Journal of Computer Science 8 (10): 1667-1673, 2012
ISSN 1549-3636
© 2012 Science Publications
Corresponding Author: Ouail Ouchetto, Department Mathemtics and Computer Science, Faculty of SJES, Hassan II Ain Chok University,
Casablanca, Morocco
1667
Relevance Ranking for Services Retrieval
1
Ouail Ouchetto,
2
Hassania Ouchetto and
2
Ounsa Roudies
1
Department Mathemtics and Computer Science,
Faculty of SJES, Hassan II Ain Chok University, Casablanca, Morocco
2
Department Computer Science,
Mohammadia School of Engineers, Mohammed Vth University-Agdal, Rabat, Morocco
Absract: Problem statement: One of the challenges of e-gov systems is to provide, during a
search process, relevant services that meet user expectations. Indeed, obtaining relevant
information responding to user queries is a difficult process. It becomes even complex when the
query terms have many meanings and do not fit with the vocabulary used by the services.
Approach: We propose an appropriate method to assess the adequacy of rendered services. This
new method is based on a mathematical representation. It is based on calculating the relevance
weight of each service by using the semantic equivalence. Results: Validation of this method was
done in two times. Initially, it was implemented and integrated in a retrieval system. In a second
step, it was made available to a number of users to give their judgment. Conclusion: The
experiments show a high level of satisfaction of this method by improving the quality of the
relevance ranking. The relevant services are presented in the first page and the order of relevance
decreases with the pages.
Key words: Relevance ranking, services retrieval, semantic layer
INTRODUCTION
For the computer industry, the personalization of
information is a major issue in the context of enterprise
information systems, electronic commerce, electronic
government and the knowledge access. The relevance
of the provided information, its intelligibility and its
adaptation to use and user preferences constitute the
factors that determine the success of implementing
such systems.
In the e-government systems, access to
information and to the relevant services which fit to
both the user context and user requirements represents
a huge challenge for governments. This is due to many
factors: the complexity of these systems, the diversity
of the actors involved in the search process and the
proliferation of heterogeneous resources constituting
these systems (structured data, text documents,
components). Therefore, information's diversity and
user’s disorientation are the main reasons of non-user's
satisfaction of e-government services during a search
process (Ouchetto et al., 2012).
In a process of searching an e-gov service or
information, the user information needs are often
expressed by using some keywords and short phrases.

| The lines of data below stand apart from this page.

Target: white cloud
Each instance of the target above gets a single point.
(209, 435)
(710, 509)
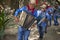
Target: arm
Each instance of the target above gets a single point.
(17, 13)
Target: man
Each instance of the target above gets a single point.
(49, 13)
(56, 13)
(23, 33)
(41, 21)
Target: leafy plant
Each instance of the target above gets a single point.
(3, 23)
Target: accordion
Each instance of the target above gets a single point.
(26, 19)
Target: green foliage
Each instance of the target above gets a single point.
(3, 23)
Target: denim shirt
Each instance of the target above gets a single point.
(25, 9)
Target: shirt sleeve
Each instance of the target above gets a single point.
(19, 10)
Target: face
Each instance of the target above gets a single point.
(31, 6)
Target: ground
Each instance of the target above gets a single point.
(52, 33)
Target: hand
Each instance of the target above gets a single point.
(16, 20)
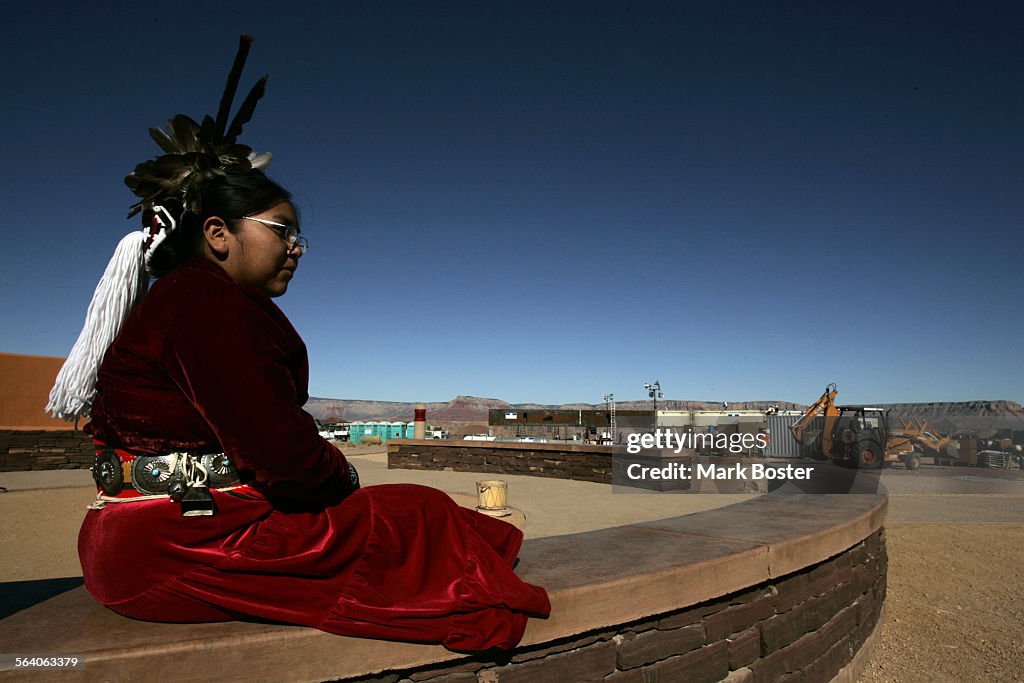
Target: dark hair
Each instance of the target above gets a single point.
(227, 197)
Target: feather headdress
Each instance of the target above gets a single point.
(195, 153)
(167, 186)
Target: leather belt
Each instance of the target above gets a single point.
(123, 474)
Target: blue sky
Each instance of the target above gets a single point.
(550, 201)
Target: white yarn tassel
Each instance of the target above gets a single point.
(122, 286)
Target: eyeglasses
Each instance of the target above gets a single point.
(289, 232)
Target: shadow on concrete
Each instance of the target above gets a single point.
(16, 595)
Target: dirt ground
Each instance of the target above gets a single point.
(954, 609)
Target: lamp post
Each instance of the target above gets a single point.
(609, 406)
(654, 392)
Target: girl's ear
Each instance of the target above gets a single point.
(215, 235)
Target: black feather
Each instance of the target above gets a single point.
(246, 112)
(166, 142)
(232, 84)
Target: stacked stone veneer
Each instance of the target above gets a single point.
(41, 450)
(804, 628)
(583, 463)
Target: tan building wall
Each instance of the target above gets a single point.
(25, 390)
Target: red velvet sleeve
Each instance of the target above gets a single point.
(237, 357)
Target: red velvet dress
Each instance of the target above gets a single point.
(206, 365)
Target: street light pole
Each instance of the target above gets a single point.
(654, 392)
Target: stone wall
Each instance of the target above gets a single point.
(583, 463)
(804, 627)
(42, 450)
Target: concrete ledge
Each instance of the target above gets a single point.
(752, 566)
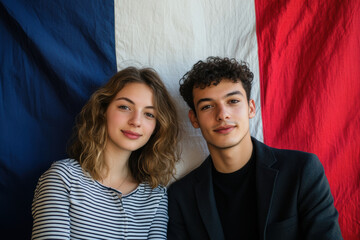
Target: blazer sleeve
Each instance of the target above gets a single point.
(176, 225)
(318, 216)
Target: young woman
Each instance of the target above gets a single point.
(123, 153)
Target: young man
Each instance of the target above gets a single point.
(244, 189)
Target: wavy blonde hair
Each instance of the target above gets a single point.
(155, 161)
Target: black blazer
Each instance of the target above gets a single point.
(293, 199)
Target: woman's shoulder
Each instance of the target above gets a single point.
(146, 190)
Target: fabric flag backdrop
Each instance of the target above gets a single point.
(305, 56)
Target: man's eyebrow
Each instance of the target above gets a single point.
(227, 95)
(126, 99)
(203, 100)
(130, 101)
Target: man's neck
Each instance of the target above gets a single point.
(228, 160)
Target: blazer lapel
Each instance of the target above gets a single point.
(265, 183)
(206, 202)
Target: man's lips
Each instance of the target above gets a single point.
(224, 129)
(130, 134)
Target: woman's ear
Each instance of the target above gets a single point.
(193, 119)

Different query terms can be used to retrieve services.
However, the user often does not build a query which
accurately reflects his needs because of: (i) the user
perspectives and terminological habits (ii) the difficulty
of formulating a query, (iii) non-mastery of the
vocabulary used by e-gov services and (iv) control's
lack of the user's real needs who prefers to look in the
long results' lists which do not meet his/her
expectations than to look for the appropriate keywords.
To resolve this problem, we believe that the
integration of a method for evaluating the services'
appropriateness, as an important element in the search
process of e-gov services, becomes an absolute
necessity. The assistance to be brought is related to the
final presentation of services. The principle is as
follow: the user starts the search with a fixed need and
a specific context, the system takes the keywords of the
query. It enriches the query by including the semantics
of these keywords. Afterwards, it calculates the weight
of the retrieved services. Finally, it orders them in
descending order before presenting them to the user.
Related work: Research communities in the field of
information retrieval believe that relevance is a
strategic point in all personalization systems. Its
purpose is to make information relevant to the user. To
achieve this goal, they developed several methods to
improve the user’s query, based on additional
knowledge of the user. These methods are
complemented by query expansion algorithms to
remove the ambiguity of the meaning of terms used in
the user’s query (Bhogal et al., 2007).